Développement humain : le Maroc à la traîne

Développement humain : le Maroc à la traîne

Le PNUD est formel : le Maroc vient de faire un pas de plus vers le bien-être. Derrière le Tadjikistan et juste devant le Gabon, le Maroc avance lentement mais sûrement vers cet idéal qualitatif de développement. Dans le tout dernier classement des pays selon l’Indicateur du développement humain (IDH), établi par le Programme des Nations Unies pour le développement (PNUD), le Maroc a gagné un seul point. De la 124 ème place l’année dernière, il est aujourd’hui au 123ème rang dans ce classement mondial.

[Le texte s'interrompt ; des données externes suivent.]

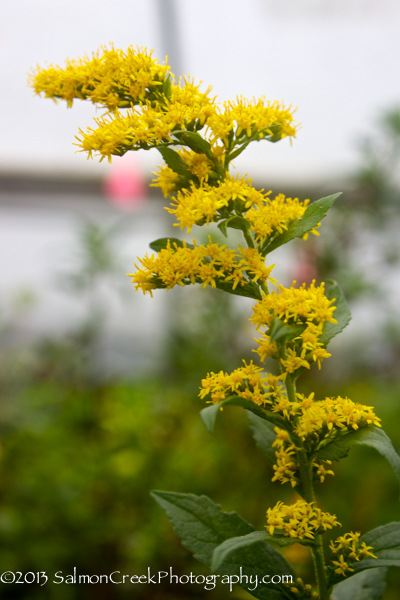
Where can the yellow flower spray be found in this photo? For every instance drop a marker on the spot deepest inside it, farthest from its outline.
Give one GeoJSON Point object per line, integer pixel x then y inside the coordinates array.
{"type": "Point", "coordinates": [198, 139]}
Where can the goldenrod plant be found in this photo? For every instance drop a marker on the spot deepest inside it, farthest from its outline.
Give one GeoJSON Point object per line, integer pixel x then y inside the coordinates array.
{"type": "Point", "coordinates": [301, 436]}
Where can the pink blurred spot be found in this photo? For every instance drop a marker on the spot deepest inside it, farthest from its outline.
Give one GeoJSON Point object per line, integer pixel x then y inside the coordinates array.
{"type": "Point", "coordinates": [125, 187]}
{"type": "Point", "coordinates": [304, 272]}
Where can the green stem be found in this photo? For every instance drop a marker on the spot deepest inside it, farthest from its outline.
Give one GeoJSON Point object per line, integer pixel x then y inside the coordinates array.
{"type": "Point", "coordinates": [306, 477]}
{"type": "Point", "coordinates": [248, 238]}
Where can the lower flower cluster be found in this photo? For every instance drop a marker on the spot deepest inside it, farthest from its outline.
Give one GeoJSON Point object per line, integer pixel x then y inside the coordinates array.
{"type": "Point", "coordinates": [299, 520]}
{"type": "Point", "coordinates": [246, 382]}
{"type": "Point", "coordinates": [182, 265]}
{"type": "Point", "coordinates": [347, 550]}
{"type": "Point", "coordinates": [308, 309]}
{"type": "Point", "coordinates": [287, 468]}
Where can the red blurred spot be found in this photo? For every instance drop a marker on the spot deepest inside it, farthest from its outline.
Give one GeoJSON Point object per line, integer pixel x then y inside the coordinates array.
{"type": "Point", "coordinates": [125, 186]}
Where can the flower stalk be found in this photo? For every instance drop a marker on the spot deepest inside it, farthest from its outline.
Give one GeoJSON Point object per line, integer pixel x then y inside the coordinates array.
{"type": "Point", "coordinates": [198, 138]}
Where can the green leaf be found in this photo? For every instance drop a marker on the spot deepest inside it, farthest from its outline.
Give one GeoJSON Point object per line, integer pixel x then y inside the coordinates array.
{"type": "Point", "coordinates": [209, 414]}
{"type": "Point", "coordinates": [202, 526]}
{"type": "Point", "coordinates": [385, 541]}
{"type": "Point", "coordinates": [371, 436]}
{"type": "Point", "coordinates": [248, 290]}
{"type": "Point", "coordinates": [367, 585]}
{"type": "Point", "coordinates": [278, 329]}
{"type": "Point", "coordinates": [312, 216]}
{"type": "Point", "coordinates": [222, 552]}
{"type": "Point", "coordinates": [195, 142]}
{"type": "Point", "coordinates": [264, 435]}
{"type": "Point", "coordinates": [162, 243]}
{"type": "Point", "coordinates": [342, 313]}
{"type": "Point", "coordinates": [174, 161]}
{"type": "Point", "coordinates": [273, 137]}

Cet indicateur permet d’évaluer le bien-être dans une acceptation élargie au-delà du PIB. Au PNUD, on note que l’IDH est un indicateur de mesure composite faisant intervenir trois dimensions du développement humain. Il s’agit de la longévité et la santé concernant l’espérance de vie, l’instruction relative à l’alphabétisation et à la scolarisation ainsi qu’à un niveau de vie décent mesuré par le revenu en parité de pouvoir d’achat (PPA).  
«Cet indicateur ne prétend nullement mesurer de manière exhaustive le développement humain. Il n’inclut pas, par exemple, d’indicateurs importants tels que le respect des droits de l’Homme, la démocratie et l’égalité. Ce qu’il fournit, c’est une grille de lecture élargie pour l’examen du progrès humain et de la relation complexe entre revenu et bien-être», explique-t-on dans ce rapport.

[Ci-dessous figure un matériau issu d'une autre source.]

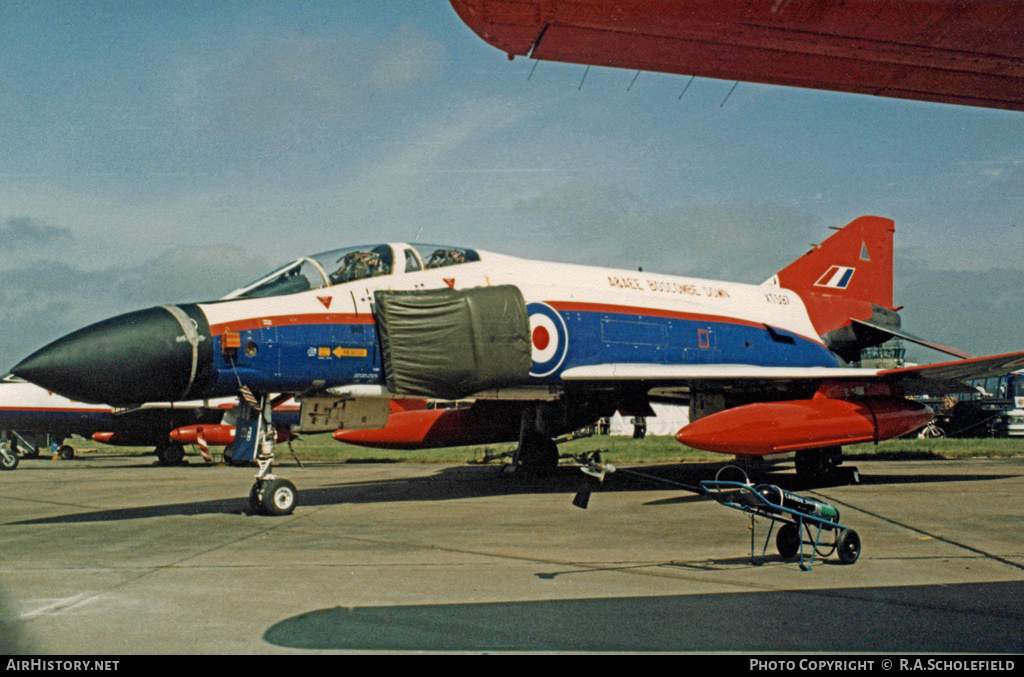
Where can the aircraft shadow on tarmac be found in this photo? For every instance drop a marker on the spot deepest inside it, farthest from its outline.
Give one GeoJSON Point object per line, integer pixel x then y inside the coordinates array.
{"type": "Point", "coordinates": [912, 619]}
{"type": "Point", "coordinates": [473, 481]}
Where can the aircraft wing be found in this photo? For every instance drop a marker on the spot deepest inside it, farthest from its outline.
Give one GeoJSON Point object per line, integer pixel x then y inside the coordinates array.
{"type": "Point", "coordinates": [898, 333]}
{"type": "Point", "coordinates": [925, 379]}
{"type": "Point", "coordinates": [967, 52]}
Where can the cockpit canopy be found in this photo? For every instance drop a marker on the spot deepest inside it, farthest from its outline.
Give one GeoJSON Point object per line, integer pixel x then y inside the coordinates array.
{"type": "Point", "coordinates": [353, 263]}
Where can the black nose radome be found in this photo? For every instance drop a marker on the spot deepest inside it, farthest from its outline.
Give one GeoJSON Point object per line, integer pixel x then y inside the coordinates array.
{"type": "Point", "coordinates": [162, 353]}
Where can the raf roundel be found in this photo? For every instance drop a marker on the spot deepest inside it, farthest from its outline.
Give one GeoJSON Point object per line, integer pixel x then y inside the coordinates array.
{"type": "Point", "coordinates": [549, 339]}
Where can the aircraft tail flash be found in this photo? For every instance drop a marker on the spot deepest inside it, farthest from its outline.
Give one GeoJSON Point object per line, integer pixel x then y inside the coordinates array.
{"type": "Point", "coordinates": [847, 278]}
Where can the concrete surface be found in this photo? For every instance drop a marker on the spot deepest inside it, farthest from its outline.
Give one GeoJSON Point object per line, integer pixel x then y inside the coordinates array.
{"type": "Point", "coordinates": [115, 555]}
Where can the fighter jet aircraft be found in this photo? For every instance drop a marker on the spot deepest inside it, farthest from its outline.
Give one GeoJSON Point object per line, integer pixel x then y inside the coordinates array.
{"type": "Point", "coordinates": [551, 346]}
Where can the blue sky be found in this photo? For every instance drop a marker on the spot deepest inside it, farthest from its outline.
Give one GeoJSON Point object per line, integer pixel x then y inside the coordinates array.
{"type": "Point", "coordinates": [168, 152]}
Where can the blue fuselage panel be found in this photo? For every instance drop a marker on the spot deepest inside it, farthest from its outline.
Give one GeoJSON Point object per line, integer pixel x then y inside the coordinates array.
{"type": "Point", "coordinates": [296, 356]}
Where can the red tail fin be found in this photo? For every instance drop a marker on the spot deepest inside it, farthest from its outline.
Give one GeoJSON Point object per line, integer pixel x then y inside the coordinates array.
{"type": "Point", "coordinates": [848, 276]}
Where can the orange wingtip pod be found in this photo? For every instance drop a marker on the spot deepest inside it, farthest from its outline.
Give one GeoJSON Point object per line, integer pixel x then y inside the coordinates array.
{"type": "Point", "coordinates": [230, 341]}
{"type": "Point", "coordinates": [764, 428]}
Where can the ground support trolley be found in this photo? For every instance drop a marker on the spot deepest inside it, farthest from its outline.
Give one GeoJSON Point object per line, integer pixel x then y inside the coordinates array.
{"type": "Point", "coordinates": [800, 517]}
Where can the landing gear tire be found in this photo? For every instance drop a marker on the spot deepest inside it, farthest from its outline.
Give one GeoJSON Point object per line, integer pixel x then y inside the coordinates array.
{"type": "Point", "coordinates": [539, 455]}
{"type": "Point", "coordinates": [171, 455]}
{"type": "Point", "coordinates": [816, 464]}
{"type": "Point", "coordinates": [272, 497]}
{"type": "Point", "coordinates": [31, 453]}
{"type": "Point", "coordinates": [848, 547]}
{"type": "Point", "coordinates": [787, 541]}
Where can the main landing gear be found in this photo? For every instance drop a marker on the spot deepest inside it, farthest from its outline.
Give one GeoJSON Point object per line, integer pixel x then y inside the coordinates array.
{"type": "Point", "coordinates": [823, 464]}
{"type": "Point", "coordinates": [537, 453]}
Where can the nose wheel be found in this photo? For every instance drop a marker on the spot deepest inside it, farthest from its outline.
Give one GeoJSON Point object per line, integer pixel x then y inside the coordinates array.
{"type": "Point", "coordinates": [255, 438]}
{"type": "Point", "coordinates": [272, 497]}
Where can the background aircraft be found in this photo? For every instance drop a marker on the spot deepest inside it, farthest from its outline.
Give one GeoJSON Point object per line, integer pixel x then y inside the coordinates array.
{"type": "Point", "coordinates": [32, 418]}
{"type": "Point", "coordinates": [966, 52]}
{"type": "Point", "coordinates": [556, 346]}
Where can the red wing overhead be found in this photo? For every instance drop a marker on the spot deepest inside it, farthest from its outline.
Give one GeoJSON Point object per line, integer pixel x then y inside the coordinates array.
{"type": "Point", "coordinates": [925, 379]}
{"type": "Point", "coordinates": [968, 52]}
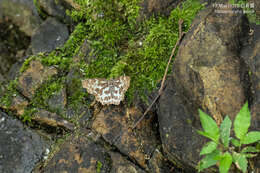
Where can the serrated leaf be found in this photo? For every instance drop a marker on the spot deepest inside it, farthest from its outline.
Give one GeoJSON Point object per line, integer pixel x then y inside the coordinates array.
{"type": "Point", "coordinates": [225, 131]}
{"type": "Point", "coordinates": [240, 161]}
{"type": "Point", "coordinates": [235, 142]}
{"type": "Point", "coordinates": [208, 160]}
{"type": "Point", "coordinates": [250, 149]}
{"type": "Point", "coordinates": [242, 122]}
{"type": "Point", "coordinates": [208, 148]}
{"type": "Point", "coordinates": [209, 126]}
{"type": "Point", "coordinates": [206, 135]}
{"type": "Point", "coordinates": [251, 137]}
{"type": "Point", "coordinates": [225, 162]}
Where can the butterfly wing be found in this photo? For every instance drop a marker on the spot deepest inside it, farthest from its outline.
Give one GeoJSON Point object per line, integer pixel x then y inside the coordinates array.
{"type": "Point", "coordinates": [120, 89]}
{"type": "Point", "coordinates": [107, 91]}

Les Marocaines et les Marocains ont donc progressé d’un pas vers le bien-être, mais restent loin derrière des pays arabes comme la Tunisie, la Libye, Oman et l’Arabie Saoudite. Et ce sont les Bahreïnis qui vivent le plus dans le confort puisqu’ils devancent tous les pays arabes et occupent la 39ème place dans ce palmarès. 

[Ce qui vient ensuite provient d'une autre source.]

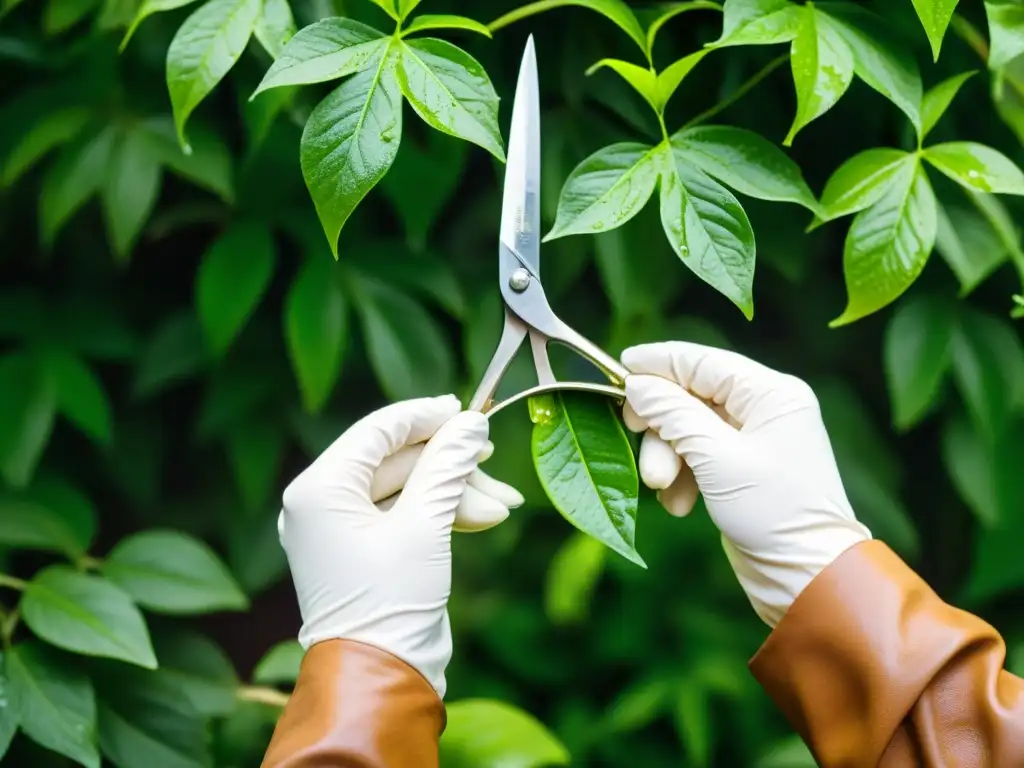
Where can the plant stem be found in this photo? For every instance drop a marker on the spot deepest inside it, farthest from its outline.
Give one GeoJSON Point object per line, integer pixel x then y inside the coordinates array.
{"type": "Point", "coordinates": [737, 94]}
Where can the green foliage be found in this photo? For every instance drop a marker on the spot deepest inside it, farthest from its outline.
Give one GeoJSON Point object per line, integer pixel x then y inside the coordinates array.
{"type": "Point", "coordinates": [177, 341]}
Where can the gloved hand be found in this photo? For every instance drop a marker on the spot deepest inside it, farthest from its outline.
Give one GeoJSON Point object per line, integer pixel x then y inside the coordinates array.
{"type": "Point", "coordinates": [755, 445]}
{"type": "Point", "coordinates": [373, 564]}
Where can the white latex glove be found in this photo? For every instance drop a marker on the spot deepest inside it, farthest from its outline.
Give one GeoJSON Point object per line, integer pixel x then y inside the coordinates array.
{"type": "Point", "coordinates": [755, 445]}
{"type": "Point", "coordinates": [381, 573]}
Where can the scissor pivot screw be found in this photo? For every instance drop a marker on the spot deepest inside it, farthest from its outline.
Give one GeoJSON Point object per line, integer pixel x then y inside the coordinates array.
{"type": "Point", "coordinates": [519, 281]}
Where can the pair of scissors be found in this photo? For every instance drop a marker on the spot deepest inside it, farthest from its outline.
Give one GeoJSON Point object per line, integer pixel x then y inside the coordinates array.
{"type": "Point", "coordinates": [526, 309]}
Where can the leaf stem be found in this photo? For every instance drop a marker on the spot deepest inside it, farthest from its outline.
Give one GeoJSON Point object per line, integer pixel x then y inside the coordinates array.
{"type": "Point", "coordinates": [737, 94]}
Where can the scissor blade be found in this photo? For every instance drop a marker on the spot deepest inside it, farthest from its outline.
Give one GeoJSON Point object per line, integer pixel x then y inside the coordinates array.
{"type": "Point", "coordinates": [520, 229]}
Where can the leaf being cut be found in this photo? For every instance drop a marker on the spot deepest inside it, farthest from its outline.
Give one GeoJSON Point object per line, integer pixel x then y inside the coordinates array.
{"type": "Point", "coordinates": [586, 467]}
{"type": "Point", "coordinates": [86, 614]}
{"type": "Point", "coordinates": [888, 244]}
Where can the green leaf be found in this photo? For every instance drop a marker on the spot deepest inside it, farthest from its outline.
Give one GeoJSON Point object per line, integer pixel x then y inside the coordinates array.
{"type": "Point", "coordinates": [326, 50]}
{"type": "Point", "coordinates": [86, 614]}
{"type": "Point", "coordinates": [274, 27]}
{"type": "Point", "coordinates": [167, 571]}
{"type": "Point", "coordinates": [571, 579]}
{"type": "Point", "coordinates": [444, 22]}
{"type": "Point", "coordinates": [937, 99]}
{"type": "Point", "coordinates": [888, 244]}
{"type": "Point", "coordinates": [349, 142]}
{"type": "Point", "coordinates": [708, 228]}
{"type": "Point", "coordinates": [409, 352]}
{"type": "Point", "coordinates": [935, 16]}
{"type": "Point", "coordinates": [280, 665]}
{"type": "Point", "coordinates": [862, 180]}
{"type": "Point", "coordinates": [74, 178]}
{"type": "Point", "coordinates": [606, 189]}
{"type": "Point", "coordinates": [977, 167]}
{"type": "Point", "coordinates": [146, 9]}
{"type": "Point", "coordinates": [916, 354]}
{"type": "Point", "coordinates": [27, 413]}
{"type": "Point", "coordinates": [615, 11]}
{"type": "Point", "coordinates": [485, 732]}
{"type": "Point", "coordinates": [58, 708]}
{"type": "Point", "coordinates": [231, 280]}
{"type": "Point", "coordinates": [759, 23]}
{"type": "Point", "coordinates": [80, 395]}
{"type": "Point", "coordinates": [1006, 31]}
{"type": "Point", "coordinates": [451, 91]}
{"type": "Point", "coordinates": [45, 134]}
{"type": "Point", "coordinates": [203, 50]}
{"type": "Point", "coordinates": [586, 466]}
{"type": "Point", "coordinates": [988, 365]}
{"type": "Point", "coordinates": [880, 57]}
{"type": "Point", "coordinates": [822, 69]}
{"type": "Point", "coordinates": [747, 162]}
{"type": "Point", "coordinates": [129, 189]}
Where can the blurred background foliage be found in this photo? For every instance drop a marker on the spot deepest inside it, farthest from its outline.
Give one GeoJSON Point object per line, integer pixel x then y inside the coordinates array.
{"type": "Point", "coordinates": [122, 412]}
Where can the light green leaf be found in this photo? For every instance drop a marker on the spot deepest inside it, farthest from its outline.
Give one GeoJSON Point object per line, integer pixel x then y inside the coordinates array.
{"type": "Point", "coordinates": [146, 9]}
{"type": "Point", "coordinates": [747, 162]}
{"type": "Point", "coordinates": [349, 142]}
{"type": "Point", "coordinates": [86, 614]}
{"type": "Point", "coordinates": [759, 23]}
{"type": "Point", "coordinates": [47, 133]}
{"type": "Point", "coordinates": [27, 413]}
{"type": "Point", "coordinates": [315, 331]}
{"type": "Point", "coordinates": [615, 11]}
{"type": "Point", "coordinates": [329, 49]}
{"type": "Point", "coordinates": [409, 352]}
{"type": "Point", "coordinates": [74, 178]}
{"type": "Point", "coordinates": [80, 394]}
{"type": "Point", "coordinates": [822, 69]}
{"type": "Point", "coordinates": [916, 355]}
{"type": "Point", "coordinates": [274, 27]}
{"type": "Point", "coordinates": [977, 167]}
{"type": "Point", "coordinates": [129, 189]}
{"type": "Point", "coordinates": [167, 571]}
{"type": "Point", "coordinates": [451, 91]}
{"type": "Point", "coordinates": [1006, 32]}
{"type": "Point", "coordinates": [231, 280]}
{"type": "Point", "coordinates": [204, 49]}
{"type": "Point", "coordinates": [862, 180]}
{"type": "Point", "coordinates": [606, 189]}
{"type": "Point", "coordinates": [586, 467]}
{"type": "Point", "coordinates": [935, 16]}
{"type": "Point", "coordinates": [880, 57]}
{"type": "Point", "coordinates": [484, 732]}
{"type": "Point", "coordinates": [444, 22]}
{"type": "Point", "coordinates": [708, 228]}
{"type": "Point", "coordinates": [888, 244]}
{"type": "Point", "coordinates": [280, 665]}
{"type": "Point", "coordinates": [937, 99]}
{"type": "Point", "coordinates": [58, 707]}
{"type": "Point", "coordinates": [571, 578]}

En montrant ces disparités concernat la répartition des richesses à travers le monde (Voir encadré), les analyses du PNUD épinglent les «chantres» de la mondialisation qui font l’apologie du «village global». «Lorsque l’on scrute à travers la lentille du développement humain, notre «village global» paraît profondément divisé entre les rues des nantis et celles des laissés-pour-compte», affirment-ils.
Pour démontrer que le fossé entre pays riches et pays pauvres ne cesse de se creuser, ils ajoutent qu’en termes de développement humain, «le Norvégien moyen et le ressortissant moyen de pays comme le Niger n’habitent manifestement pas le même quartier de ce village ! ». En fait, fidèles à leur place, la Norvège est toujours en tête de cette liste, tandis que le Niger est le dernier du classement. Les Norvégiens sont plus de 40 fois plus riches que les Nigériens.


 Les 500 personnes les plus riches


Les 500 individus les plus riches de la planète se partagent un revenu de plus de 100 milliards de dollars, selon le rapport 2006 du PNUD qui précise que ce chiffre ne prend pas en compte le patrimoine d’actifs. Cela dépasse les revenus cumulés des 416 millions de personnes les plus pauvres du monde. L’accumulation de richesse au sommet de la pyramide mondiale de répartition des revenus a été plus frappante que la réduction de la pauvreté à sa base, soulignent les rédacteurs de ce rapport. Parvenir à une plus grande équité dans la distribution des revenus sera donc l’une des clés pour mettre à portée de main les objectifs fixés pour 2015 en matière d’éradication de la pauvreté.